Quite surprising it’s so low really when you consider all the Gmail, AdWords, Analytics, iGoogle and Google+ accounts.
I think I stumbled upon a better method – although just as questionably ethical.
If you have adsense on your page, it uses your Google cookie to serve you custom ads. You should only have that google cookie if you’re logged in.
So couldn’t you just look at the server variable HTTP_COOKIE to see what the browser is passing. It should be pretty obvious what you’re looking for in that string. Should work for identifying logged in users and possibly even organic search no?

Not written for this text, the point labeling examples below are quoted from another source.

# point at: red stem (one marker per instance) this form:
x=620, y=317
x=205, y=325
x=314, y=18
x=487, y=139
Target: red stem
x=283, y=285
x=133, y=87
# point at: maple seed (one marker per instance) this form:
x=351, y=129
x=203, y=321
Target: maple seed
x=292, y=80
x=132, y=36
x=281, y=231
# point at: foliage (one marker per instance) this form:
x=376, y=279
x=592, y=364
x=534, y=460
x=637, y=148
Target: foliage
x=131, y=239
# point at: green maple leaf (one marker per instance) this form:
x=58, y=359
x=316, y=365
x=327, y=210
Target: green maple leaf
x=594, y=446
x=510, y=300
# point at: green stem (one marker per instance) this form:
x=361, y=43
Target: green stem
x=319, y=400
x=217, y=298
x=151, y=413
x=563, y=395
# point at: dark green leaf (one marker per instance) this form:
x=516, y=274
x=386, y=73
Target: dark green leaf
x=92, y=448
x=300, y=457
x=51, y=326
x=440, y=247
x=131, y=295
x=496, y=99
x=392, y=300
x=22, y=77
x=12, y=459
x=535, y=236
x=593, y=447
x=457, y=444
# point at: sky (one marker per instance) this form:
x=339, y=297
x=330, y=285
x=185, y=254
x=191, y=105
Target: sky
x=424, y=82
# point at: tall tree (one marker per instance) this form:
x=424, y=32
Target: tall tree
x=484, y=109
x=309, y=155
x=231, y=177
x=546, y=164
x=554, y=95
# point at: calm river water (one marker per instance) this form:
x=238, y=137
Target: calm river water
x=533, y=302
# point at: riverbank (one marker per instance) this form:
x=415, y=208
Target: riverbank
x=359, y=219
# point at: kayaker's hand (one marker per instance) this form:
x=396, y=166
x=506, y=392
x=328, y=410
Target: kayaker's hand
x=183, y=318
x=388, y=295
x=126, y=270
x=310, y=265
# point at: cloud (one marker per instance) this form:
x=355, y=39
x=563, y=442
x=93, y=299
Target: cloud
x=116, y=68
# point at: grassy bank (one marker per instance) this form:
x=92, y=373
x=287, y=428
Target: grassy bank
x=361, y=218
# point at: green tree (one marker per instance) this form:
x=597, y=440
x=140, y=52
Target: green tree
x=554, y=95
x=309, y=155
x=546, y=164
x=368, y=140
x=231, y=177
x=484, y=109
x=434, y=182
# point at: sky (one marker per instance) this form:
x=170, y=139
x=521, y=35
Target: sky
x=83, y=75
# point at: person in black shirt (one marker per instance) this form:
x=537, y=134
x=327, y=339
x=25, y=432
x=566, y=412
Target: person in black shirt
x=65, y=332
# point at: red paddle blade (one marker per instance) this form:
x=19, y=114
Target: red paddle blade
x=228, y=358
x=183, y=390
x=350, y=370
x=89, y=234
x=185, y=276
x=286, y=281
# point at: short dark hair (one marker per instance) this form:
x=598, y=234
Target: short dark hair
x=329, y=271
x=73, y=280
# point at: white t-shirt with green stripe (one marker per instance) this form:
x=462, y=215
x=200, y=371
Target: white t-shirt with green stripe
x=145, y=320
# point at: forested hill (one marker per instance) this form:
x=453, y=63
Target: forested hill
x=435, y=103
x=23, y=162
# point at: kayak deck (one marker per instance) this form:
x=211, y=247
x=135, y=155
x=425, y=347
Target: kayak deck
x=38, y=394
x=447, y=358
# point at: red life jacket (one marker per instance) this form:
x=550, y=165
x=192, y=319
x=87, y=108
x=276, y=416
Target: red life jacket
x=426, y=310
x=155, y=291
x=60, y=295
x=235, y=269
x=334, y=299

Great test and glad someone performed it and show their data versus trying this on every site. I was a little concern over their comments that this loss in data would only affect a single digit percentage, but seeing your results makes me a little more confident in that assessment. I was thinking it would be closer to 25% of the traffic, but surely not below 20% so seeing that your actually reporting that the logged in users are closer to the single digit area means that Google was safe to say that the loss would only occur at that level. I’m still not happy about losing 10% of the data, but I guess it could be worse. However, I’m wondering how much will be lost in the future as Google pushes G+ more and people are getting used to being signed in while surfing on Google.
I bet the number has porbably doubled since the launch of Google plus,I run three of four Google accounts on different browsers and im logged in 99% of the time, so in my eyes your figures are a little low.
SeatGeek’s non-paid google traffic appears to have only 2% of users logged-in. That seems low, but it’s what I am seeing in Google analytics for not provided visits / total google organic visits.
Google plus is not a problem. Gmail – how many of us use gmail and are logged in all the time? This is bad. But fortunately we have other ways.
We have been watching this statistic for 20 local sites in Denver. Our results show it closer to 35%, starting January 1, 2012. Could be the audience.
We are spending a lot more time with the content reports, as that’s the big clue on keywords that are not available.